Without the LIST annotation on the repeated group, the above becomes

optional group a (LIST) {
  repeated group array {
    repeated int32 array;
  }
}

which is not valid at all. It cannot be a 3-level nor Rule 3 list due to the repeated inner element field. Rule 4 could be construed to say this is a List<OneTuple<List<Integer>>, but that would require mixing LIST annotated and unannotated lists, which has already been forbidden earlier in the specification.

@rdblue objected to an earlier draft similar to what I'm proposing, but the new Rule 3 only works because of the LIST annotation on the repeated group, not because the innermost field is repeated.

wgtmac commented 1 day ago

@etseidl I think we are on the same page that current rule 3 has an issue that it does not forbid the inner-most layer to be repeated. However, I feel that it is not a good idea to add would otherwise be a valid 3-level structure as outlined above to rule 3. The reason is that a normal 3-level structure can simply ignore its synthetic middle layer but the middle layer produces a OneTuple in the rule 3, which may also confuse readers. In addition, it is not that straight-forward. So I agree with @rdblue that it would be good to insert a new rule for the new case. IMO the new rule should be placed above the current rule 3 so we are pretty sure that the inner layer cannot be repeated in the remaining cases (including the rule 3). The only caveat is that the new rule 5 seems to be unreachable.

etseidl commented 13 hours ago

Ok, so the new Rule 3 is in effect saying that if the child of the repeated middle group is repeated, then because 1-level and LIST/MAP annotated schemas cannot mix, the middle group cannot be the type so the child is the type. The side consequence of this is that the middle group has to have a LIST or MAP annotation to allow the 3rd level to be repeated.

So is it true then that the repeated keyword may only be used for the child of a LIST or MAP annotated field when those annotations are in use? And if that's true, then a 2-level structure cannot be repeated as stated above?

In contrast to 3-level structure, the repetition of 2-level structure can be `optional`, `required`, or `repeated`.
wgtmac commented 6 hours ago

Ok, so the new Rule 3 is in effect saying that if the child of the repeated middle group is repeated, then because 1-level and LIST/MAP annotated schemas cannot mix, the middle group cannot be the type so the child is the type. The side consequence of this is that the middle group has to have a LIST or MAP annotation to allow the 3rd level to be repeated

No, the middle level can never be a LIST-annotated or MAP-annotated 3-level structure, because they cannot be repeated. As you have said, the middle level cannot be an unannotated group with a single repeated field due to mixing LIST-annotation and repeated field without annotation. So the only valid case for rule 3 is that the middle level is a LIST-annotated 2-level structure.
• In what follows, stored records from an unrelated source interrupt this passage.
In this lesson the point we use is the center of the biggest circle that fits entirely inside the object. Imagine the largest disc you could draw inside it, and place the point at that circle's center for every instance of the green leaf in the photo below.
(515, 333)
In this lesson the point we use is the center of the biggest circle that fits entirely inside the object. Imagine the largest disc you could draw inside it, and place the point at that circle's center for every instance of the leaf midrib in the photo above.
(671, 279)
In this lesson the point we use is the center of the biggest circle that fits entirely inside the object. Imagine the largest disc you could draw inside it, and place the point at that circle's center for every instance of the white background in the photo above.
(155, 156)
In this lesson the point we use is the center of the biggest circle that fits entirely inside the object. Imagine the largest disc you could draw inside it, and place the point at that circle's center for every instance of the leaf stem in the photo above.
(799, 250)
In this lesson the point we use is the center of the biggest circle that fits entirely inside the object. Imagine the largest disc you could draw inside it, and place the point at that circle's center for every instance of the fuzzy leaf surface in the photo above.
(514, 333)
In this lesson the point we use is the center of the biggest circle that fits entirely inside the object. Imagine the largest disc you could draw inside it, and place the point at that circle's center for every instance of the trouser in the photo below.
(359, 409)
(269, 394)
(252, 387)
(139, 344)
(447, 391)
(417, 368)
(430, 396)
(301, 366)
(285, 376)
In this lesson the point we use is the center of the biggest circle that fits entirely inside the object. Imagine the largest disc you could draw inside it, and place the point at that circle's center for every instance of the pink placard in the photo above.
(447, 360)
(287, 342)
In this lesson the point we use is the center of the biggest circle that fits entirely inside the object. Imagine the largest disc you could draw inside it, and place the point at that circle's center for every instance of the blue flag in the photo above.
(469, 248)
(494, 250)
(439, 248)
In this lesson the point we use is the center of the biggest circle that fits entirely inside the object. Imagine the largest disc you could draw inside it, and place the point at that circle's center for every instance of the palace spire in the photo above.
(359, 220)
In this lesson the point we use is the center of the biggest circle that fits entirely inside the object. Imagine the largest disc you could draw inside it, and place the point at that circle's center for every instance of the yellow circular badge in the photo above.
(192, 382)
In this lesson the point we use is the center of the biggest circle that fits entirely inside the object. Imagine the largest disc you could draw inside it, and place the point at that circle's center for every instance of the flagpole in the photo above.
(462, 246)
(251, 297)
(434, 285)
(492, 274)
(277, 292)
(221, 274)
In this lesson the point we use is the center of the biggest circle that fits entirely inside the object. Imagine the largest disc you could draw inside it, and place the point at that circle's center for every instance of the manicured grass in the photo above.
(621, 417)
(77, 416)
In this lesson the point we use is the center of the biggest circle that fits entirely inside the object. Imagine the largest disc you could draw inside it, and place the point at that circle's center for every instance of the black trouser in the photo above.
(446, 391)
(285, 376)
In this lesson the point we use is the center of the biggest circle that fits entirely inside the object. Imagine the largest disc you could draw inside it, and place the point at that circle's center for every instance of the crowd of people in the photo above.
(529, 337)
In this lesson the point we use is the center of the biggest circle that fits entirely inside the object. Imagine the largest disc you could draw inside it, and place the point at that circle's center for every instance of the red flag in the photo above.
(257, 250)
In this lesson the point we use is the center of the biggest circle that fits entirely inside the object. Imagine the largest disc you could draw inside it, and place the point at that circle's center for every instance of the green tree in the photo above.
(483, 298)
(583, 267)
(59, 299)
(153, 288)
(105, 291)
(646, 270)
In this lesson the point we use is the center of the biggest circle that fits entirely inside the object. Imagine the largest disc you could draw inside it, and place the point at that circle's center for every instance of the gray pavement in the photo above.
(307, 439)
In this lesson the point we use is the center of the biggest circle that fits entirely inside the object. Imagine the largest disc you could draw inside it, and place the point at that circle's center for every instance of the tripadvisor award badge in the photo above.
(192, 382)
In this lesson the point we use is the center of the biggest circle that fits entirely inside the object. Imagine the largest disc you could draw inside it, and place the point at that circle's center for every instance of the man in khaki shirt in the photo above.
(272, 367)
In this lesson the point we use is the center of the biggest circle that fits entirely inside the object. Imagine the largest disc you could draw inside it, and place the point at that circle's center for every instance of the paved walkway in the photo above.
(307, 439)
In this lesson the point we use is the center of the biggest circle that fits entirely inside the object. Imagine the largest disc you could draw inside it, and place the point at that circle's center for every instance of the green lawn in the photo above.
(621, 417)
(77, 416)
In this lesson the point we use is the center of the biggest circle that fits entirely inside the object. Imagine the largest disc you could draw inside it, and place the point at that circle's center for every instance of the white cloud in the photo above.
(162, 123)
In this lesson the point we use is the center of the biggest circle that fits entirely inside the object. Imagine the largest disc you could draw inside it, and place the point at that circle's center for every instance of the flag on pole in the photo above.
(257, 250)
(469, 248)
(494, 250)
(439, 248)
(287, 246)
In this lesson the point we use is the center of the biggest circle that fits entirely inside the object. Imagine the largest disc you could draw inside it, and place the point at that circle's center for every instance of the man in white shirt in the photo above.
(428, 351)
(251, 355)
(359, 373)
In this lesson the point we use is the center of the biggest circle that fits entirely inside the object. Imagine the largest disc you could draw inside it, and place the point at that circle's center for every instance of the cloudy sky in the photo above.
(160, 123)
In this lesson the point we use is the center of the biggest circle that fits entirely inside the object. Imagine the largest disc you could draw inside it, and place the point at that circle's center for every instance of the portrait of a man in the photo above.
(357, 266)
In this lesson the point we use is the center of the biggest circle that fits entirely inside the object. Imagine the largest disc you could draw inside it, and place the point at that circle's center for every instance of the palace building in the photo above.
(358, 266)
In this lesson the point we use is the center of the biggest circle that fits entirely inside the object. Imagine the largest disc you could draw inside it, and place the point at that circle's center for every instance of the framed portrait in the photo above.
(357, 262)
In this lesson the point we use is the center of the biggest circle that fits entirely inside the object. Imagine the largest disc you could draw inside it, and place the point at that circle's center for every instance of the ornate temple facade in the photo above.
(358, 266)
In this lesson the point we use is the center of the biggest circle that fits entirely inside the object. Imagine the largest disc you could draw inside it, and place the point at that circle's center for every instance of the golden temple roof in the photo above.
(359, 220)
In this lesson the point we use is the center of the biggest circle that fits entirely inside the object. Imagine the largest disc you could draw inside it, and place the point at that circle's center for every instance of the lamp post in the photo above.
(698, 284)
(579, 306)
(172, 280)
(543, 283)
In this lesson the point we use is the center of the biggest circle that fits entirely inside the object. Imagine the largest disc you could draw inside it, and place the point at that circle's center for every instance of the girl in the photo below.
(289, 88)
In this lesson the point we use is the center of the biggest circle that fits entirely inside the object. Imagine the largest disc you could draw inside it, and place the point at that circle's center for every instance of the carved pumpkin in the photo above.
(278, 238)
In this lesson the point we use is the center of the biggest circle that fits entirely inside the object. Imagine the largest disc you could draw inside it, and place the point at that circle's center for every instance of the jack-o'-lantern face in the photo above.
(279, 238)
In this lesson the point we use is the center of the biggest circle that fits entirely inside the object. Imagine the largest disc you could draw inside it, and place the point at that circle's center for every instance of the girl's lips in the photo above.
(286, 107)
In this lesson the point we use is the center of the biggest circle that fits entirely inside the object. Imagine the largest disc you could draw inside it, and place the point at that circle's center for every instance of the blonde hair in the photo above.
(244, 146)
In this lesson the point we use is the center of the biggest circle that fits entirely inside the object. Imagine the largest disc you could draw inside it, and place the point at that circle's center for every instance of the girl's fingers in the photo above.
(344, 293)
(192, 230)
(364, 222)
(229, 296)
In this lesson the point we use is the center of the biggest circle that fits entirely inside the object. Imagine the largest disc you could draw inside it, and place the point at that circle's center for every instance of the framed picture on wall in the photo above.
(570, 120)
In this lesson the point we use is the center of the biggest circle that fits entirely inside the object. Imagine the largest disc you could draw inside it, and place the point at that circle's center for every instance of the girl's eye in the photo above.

So is it true then that the repeated keyword may only be used for the child of a LIST or MAP annotated field when those annotations are in use? And if that's true, then a 2-level structure cannot be repeated as stated above?

You're right. A LIST-annotated 2-level structure can only be repeated when it is a direct child of another LIST-annotated 2-level structure. I had missed the statement that disallows annotated and unannotated types to be mixed and modified these rules back and forth. Now this is pretty clear. Let me reflect these discussions in the PR.